2004 Progress Report: Synthesis, Characterization, and Catalytic Studies of Transition Metal Carbide Nanoparticles as Environmental NanocatalystsEPA Grant Number: R829624
Title: Synthesis, Characterization, and Catalytic Studies of Transition Metal Carbide Nanoparticles as Environmental Nanocatalysts
Investigators: Shah, S. Ismat , Chen, Jingguang G.
Institution: University of Delaware
EPA Project Officer: Hahn, Intaek
Project Period: March 1, 2002 through February 28, 2006 (Extended to February 28, 2007)
Project Period Covered by this Report: March 1, 2004 through February 28, 2005
Project Amount: $350,000
RFA: Exploratory Research: Nanotechnology (2001) RFA Text | Recipients Lists
Research Category: Nanotechnology , Safer Chemicals
The objective of this research project is to explore the possibility of using alternative catalytic materials, transition metal carbides, and oxycarbides (defined as oxygen-modified carbides) to replace platinum (Pt)-group metals for the reduction of NOx.
Two types of samples were prepared by laser ablation . The first one was pure tungsten carbide (WC), in which a pure WC target was used for ablation. The second type of sample was prepared from pure W nanoparticles and was subsequently carburized in a CH4 atmosphere at 1,000° C for 1 hour. The X-ray diffraction (XRD) patterns for both pure WC and carburized W were indexed with the diffraction lines of WC in the powder diffraction diagram reported by the International Center for Diffraction Data . The XRD of the carburized sample shows W reflections in addition to the WC reflections, indicating that the samples are not completely carburized. The particle size was determined from the XRD data using the Scherer’s formula (Cullity and Stock, 2001). The particle size of the as- prepared WC was found to be around 60 nm. The particle size of the carburized sample was a little larger, about 100 nm, perhaps due to sintering during carburization.

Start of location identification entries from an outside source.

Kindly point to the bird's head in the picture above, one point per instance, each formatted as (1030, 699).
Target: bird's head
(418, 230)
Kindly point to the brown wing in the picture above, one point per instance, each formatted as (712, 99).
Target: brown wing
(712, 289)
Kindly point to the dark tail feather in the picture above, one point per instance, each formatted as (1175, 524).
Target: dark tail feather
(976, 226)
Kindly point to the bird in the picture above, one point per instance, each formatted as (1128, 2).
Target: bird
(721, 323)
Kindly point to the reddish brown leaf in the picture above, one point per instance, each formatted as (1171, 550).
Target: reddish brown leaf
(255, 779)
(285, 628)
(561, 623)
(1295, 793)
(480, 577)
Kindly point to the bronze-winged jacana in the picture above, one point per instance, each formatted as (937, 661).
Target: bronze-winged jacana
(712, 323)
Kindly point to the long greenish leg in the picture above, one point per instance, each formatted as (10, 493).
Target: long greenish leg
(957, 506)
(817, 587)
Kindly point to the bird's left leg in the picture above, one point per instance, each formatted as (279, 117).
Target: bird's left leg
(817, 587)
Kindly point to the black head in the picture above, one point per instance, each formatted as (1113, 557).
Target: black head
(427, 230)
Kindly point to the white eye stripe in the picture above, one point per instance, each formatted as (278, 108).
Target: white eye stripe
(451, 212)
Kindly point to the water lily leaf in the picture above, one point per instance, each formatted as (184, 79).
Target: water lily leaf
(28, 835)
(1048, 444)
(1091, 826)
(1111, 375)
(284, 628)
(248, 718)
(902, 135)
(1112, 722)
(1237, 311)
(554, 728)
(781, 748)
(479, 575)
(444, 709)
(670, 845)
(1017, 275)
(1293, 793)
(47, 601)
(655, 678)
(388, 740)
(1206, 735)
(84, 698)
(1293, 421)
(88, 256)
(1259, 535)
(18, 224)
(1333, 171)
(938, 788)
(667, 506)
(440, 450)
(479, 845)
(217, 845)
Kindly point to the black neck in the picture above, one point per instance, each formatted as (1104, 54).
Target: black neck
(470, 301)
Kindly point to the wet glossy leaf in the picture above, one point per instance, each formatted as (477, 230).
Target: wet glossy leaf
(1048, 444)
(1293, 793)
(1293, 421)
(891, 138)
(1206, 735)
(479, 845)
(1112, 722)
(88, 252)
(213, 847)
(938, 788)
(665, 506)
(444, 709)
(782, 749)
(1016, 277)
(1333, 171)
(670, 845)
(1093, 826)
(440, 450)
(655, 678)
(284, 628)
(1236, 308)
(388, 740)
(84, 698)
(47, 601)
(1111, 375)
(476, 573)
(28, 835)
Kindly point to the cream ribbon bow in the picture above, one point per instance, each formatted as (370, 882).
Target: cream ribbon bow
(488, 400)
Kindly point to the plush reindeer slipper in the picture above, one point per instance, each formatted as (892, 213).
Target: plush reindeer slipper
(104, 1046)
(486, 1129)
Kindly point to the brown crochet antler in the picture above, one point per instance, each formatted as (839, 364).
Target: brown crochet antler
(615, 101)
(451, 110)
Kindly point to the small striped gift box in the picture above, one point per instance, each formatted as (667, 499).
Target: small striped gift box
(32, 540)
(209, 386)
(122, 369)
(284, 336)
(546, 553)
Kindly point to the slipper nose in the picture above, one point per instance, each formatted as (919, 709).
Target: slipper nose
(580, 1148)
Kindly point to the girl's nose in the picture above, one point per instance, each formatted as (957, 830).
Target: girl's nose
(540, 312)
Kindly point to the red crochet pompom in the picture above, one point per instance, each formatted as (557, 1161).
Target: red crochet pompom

Both as- prepared and carburized WC particles were tested for catalytic activity for NOx reduction. Samples of equal weight were loaded in a reactor. Five DeNOx cycles were run consecutively for both as-prepared and carburized samples to check the stability of the catalyst. For the as-prepared WC, the onset of activity was around 350° C, and reached a conversion efficiency of over 80 percent at temperatures above 600° C. For the carburized sample a slightly higher onset of activity temperature, approximately 400° C, was observed. The activity through the first cycle also was different than that for the subsequent cycles. In the first cycle the onset of activity was at around 600° C. This is probably caused by incomplete carburization, which may result in some extra carbon depositing on the particles during carburization which was then removed in the first cycle. The subsequent results, however, are repeatable, and the conversion efficiency also reaches over 80 percent at temperatures 550° C and above
To investigate the structural stability of the samples after the DeNOx process, XRD and X-ray photoelectron spectroscopy (XPS) analyses were carried out on samples before and after the DeNOx cycle(s). For XRD structural investigation, the samples were kept in a He plus NO atmosphere at three different temperatures for 2 hours. The gas flow rate was fixed for all the samples. In both the as-prepared and carburized sample cases, the formation of oxide was noticed. The intensity of the oxide peaks increased with temperature.
XPS analyses were carried out on the as-prepared WC samples, b oth as virgin samples and after five cycles of DeNOx, to investigate the nature of the oxide. The oxide peak in the virgin sample is just surface oxide caused by atmospheric exposure because the XRD analysis of the as-prepared WC shows only WC reflections. The XPS spectra of the sample after 5 cycles of DeNOx show a higher intensity of the oxide peak. Both the XPS and XRD confirm the oxidation of the catalyst. However, some pure WC phase remains, which explains why the catalyst remained active. In a real automobile exhaust, there is also CO and hydrocarbons that can serve to replenish the C in WC and keep it from oxidizing which our preliminary experiments confirm. This work is continuing during our extension period, in addition to stabilizing the carbide phase with intentional addition of the oxide phase.
We will: (1) conduct DeNOx catalysis experiments with the addition of hydrocarbons and CO to the feed gas, and (2) expand the catalysis studies to include oxide and nitride stabilized WC.
Cullity D, Stock SR. Elements of X-Ray Diffraction. (Prentice Hall, New Jersey, 2001).